Employees of Shenzhen Customs display seized solid industrial waste which was smuggled into China. [Photo/Xinhua]
China notified the World Trade Organization on July 18 it will ban the import of 24 different types of solid waste shipments by the end of this year, as part of a campaign to tackle environmental pollution, Reuters reported.
The import ban, which will go into effect at the end of 2017, includes plastics, slag from steelmaking, vanadium slag, unsorted scrap paper and discarded textile materials. According to China’s WTO filing, the list has been adjusted to protect the country’s environment and the public’s health.
“The move shows that the government is stepping up the fight against pollution and environmental degradation as decades of fast growth have caused the country to be saddled with polluted air, and contaminated soil and water,” said Xue Rongjiu, deputy director of the Beijing-based China Society for World Trade Organization Studies.
China has been importing large amounts of plastic waste as raw materials for industrial production.
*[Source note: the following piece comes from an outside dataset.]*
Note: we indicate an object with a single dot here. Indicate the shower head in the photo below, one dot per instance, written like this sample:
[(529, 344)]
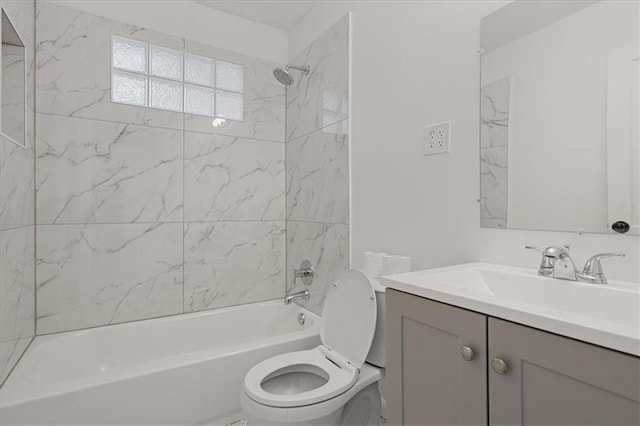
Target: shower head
[(284, 76)]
In 2016, China imported 7.3 million metric tons of plastic waste worth $3.7 billion, accounting for more than half of global imports, according to data from the Ministry of Environmental Protection.
He Jingtong, a professor of trade at Nankai University in Tianjin, said China is sending a clear signal to the WTO that the country no longer wishes to import foreign garbage and it is determined to crack down on all types of criminal activities.
Even though China’s law on the control of solid waste bans imports that cannot be used as raw materials or recycled through harmless means high profits, however, have pushed many people and companies to carry out smuggling activities, and often partner with overseas organizations.
The central government approved a reform plan in April to improve management of solid waste imports to protect environmental security and public health.
The United States, Japan, Italy, France and Germany were the top exporters of waste, according to a report published in 2016 by the Chinese Academy of International Trade and Economic Cooperation.
The Ministry of Environmental Protection launched a special campaign to crack down on pollution in imported waste processing this month.
The monthlong campaign, which started on July 1, came as the country saw serious pollution caused by a number of small companies processing imported waste, the ministry said.
A total of 420 inspectors had been selected from 27 provincial regions to form 60 teams to conduct full-scale examinations. They will focus on whether enterprises have passed environmental evaluations, violated rules in pollutant discharge, or illegally transferred waste imports, among other aspects.
Ningbo, a coastal city in East China’s Zhejiang province, returned a total of 80.23 million tons of foreign garbage between January and June, while Shandong province returned 45 million tons of waste, including 8 million of medical waste.